AN AGEING country musician has vowed to stand his ground despite being ordered by council to vacate a private property in Manilla.
Ellis Girrard moved his motor home onto the isolated six-acre property of a friend last week and has been happily camping there since with his partner Jackie and two dogs.
But despite being on private land, Mr Girrard was this week deemed an “environmental hazard” by Tamworth Regional Council and told by a ranger to leave the grounds or face a hefty fine.
Manilla businesswoman Ruth Buckler, who owns the property, branded the decision “bureaucracy gone mad”.
“My block is just an empty paddock and he’s not doing any harm,” Mrs Buckler said.
“The whole thing is just outrageous. Council shouldn’t have a right to tell me what to do with my property.”
She claimed a number of caravans were already camping in the town on council property and called the council “hypocritical”.
Mr Girrard has been using his grey water to keep native trees on the property alive and has been transporting his sewerage waste to a designated dump point in Manilla.
The US-born singer, who has been in the region since playing at the 2013 Tamworth Country Music Festival, has become an “adopted local” in Manilla, volunteering to play at a host of charity and community events. He previously had his bus stationed on industrial land at Manilla BP, but was booted off by council.

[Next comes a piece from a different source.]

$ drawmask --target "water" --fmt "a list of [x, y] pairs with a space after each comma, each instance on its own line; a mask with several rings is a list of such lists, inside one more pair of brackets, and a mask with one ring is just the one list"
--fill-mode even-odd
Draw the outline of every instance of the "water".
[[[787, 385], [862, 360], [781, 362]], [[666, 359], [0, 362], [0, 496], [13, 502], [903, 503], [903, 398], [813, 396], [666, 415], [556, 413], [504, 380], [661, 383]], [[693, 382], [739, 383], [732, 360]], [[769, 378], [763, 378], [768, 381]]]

“This is a private deal between two private people,” Mr Girrard said.
“There’s no money changing hands – I’m looking after her property and she’s letting us stay here.
“It’s not like we’re going to be here for five years.
“I don’t believe I’ve done anything wrong and it’s devastating to be told we have to leave.”
He warned council would have to forcibly remove him to vacate the property.
Council’s director of planning and community services Jackie Kruger denied Mr Girrard was being evicted, but said he was being “encouraged” to leave.
“Council has not provided an eviction notice,” Mrs Kruger said.
“We have advised the owner that technically speaking, campervans should not occupy land for more than two days at a time.
“Our main concern if he was camped there indefinitely, is that his grey water and sewerage could become a health hazard.
“Councils don’t allow people to build houses in residential areas where they are going to distribute all their dishwater and bathwater over the land.
“We’ve sent Mr Girrard the message it is undesirable for him to stay, there is no action being taken to remove him.”
James Woodford from youcamp.com, a website that connects landholders with grey nomads, said councils across the nation were grappling with the issue of camping on private property.
“Councils just have to be more nimble and allow visitors to camp on private land as long as the environment is protected,” Mr Woodford said.
“There are too many forcing people to stay in traditional van parks and not everyone wants that experience.
“There are thousands of private properties owned by good people and farmers that are struggling and they would love to host travellers.
“This is a massive problem around Australia. The world is changing and councils can no longer just have a blanket rule for this.”